The first elephant weight-loss program began about nine years ago at San Diego Zoo and Wild Animal Park. Jeff Andrews, associate curator for mammals, realized how much thinner elephants appeared in the wild.
Before the weight-loss program, keepers would place food in front of the animals and offer them high-calorie snacks, such as fruit. And the animals got little or no exercise.
Andrews aimed to improve the elephants' health by reducing the amounts they are fed and replacing higher-calorie food with low-cal choices. Elephants also were trained to exercise and allowed to wander their enclosures at night instead of being placed in individual stalls.
It worked. Five elephants lost between 1,500 and 2,000 pounds each and a sixth male dropped 3,500 pounds - about 23 percent of his body weight - Andrews said.
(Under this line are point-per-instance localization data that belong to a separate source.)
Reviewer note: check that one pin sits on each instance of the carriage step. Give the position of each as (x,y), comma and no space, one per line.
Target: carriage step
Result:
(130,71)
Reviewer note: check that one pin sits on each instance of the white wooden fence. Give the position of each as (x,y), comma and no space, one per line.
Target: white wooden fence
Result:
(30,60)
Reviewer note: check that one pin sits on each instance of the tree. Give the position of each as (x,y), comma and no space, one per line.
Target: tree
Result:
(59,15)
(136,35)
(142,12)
In Frezno, Shaunzi's muscles seemed to be stiffer when she carried more weight, but "they are moving a lot better now," Mountan said. "Their muscles are in better shape."
The elephants also are evaluated on the way parts of their bodies appear as weight is lost. In a rear view of the elephants, Mountan notes how their backbones have become more evident in recent months. He said the backbone must become a bit more pronounced, which means losing a few hundred more pounds.
When the elephants reach their weight goal, the amount of food they get will be adjusted to meet their new, lower-calorie demands.
"The less extra weight older people carry around, the healthier they usually are, and that goes for elephants, too," he said.